Saturday, April 11, 2015

Deadpool and sonic part 2: Can't be killed.

At the center of mobotropillis, home of sonic, the evil Dr. Eggman is terrorizing innocent civilians with his robots. Sonic: (appearing out of nowhere.) Allright Eggman, it's over! Eggman: (firing a laser from his eggmobile.) For you, it is. You won't beat me this time, Sonic! Sonic: (pointing at deadpool.) I got a new guy, here. He's really eager to kick you're butt! Deadpool: (still trying to catch his breathe.) S-s-slow down! I can't run as fast as you, sonic. Eggman: Ha! This fool thinks he can beat me? Now, that's a laugh!
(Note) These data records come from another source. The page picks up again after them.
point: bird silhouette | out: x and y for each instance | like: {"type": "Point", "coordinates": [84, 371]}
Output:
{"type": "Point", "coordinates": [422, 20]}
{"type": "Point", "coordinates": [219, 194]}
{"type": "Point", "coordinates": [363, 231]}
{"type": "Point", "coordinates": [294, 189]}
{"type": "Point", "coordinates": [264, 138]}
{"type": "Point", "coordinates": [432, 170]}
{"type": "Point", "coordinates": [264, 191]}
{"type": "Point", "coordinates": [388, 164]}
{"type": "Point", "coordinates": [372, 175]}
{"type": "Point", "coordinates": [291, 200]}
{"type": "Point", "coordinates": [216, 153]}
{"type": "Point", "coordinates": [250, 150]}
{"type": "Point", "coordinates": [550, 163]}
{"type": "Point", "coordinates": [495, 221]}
Deadpool: (pulling out his guns.) Those robots of you'res look like a good way to start. Tails: Be carful, Deadpool. Deadpool: (shooting down the robots.) Bang! Bang! Bang! Bang! Badabing- Badabang!!! Eggman: (speaking curiously.) Impressive display. Deadpool, is it? Deadpool: (putting his guns up.)  Correct-o-mundo! What's you're name? Eggman: My name is Dr. Eggman, and I--. Deadpool inturupted, by bursting into tears of laughter. Eggman: (infuriatedly.) NO! NO! STOP! STOP LAUGHING!!! IT'S NOT FUNNY!!! Deadpool: (trying to stop.) you're right, it's not funny... It's halarious! Ahahahaha!!! Angered by Deadpool's laughing, Eggman shot a laser through his chest. Sonic: (in shock.) OMG! Deadpool!!! Deadpool: (as the hole in his chest heals, rapidly.) Don't worry, Sonic. I've got this, totally sick healing factor. I'll be fine! Eggman: (in serious shock.) Well- well- well, I'm getting out of here! But I shall return! Tails: Okaaay? Well, I think we should be getting home, now. So Deadpool, Sonic and Tails head home, enjoy the rest of the day. All is well. For now, at least.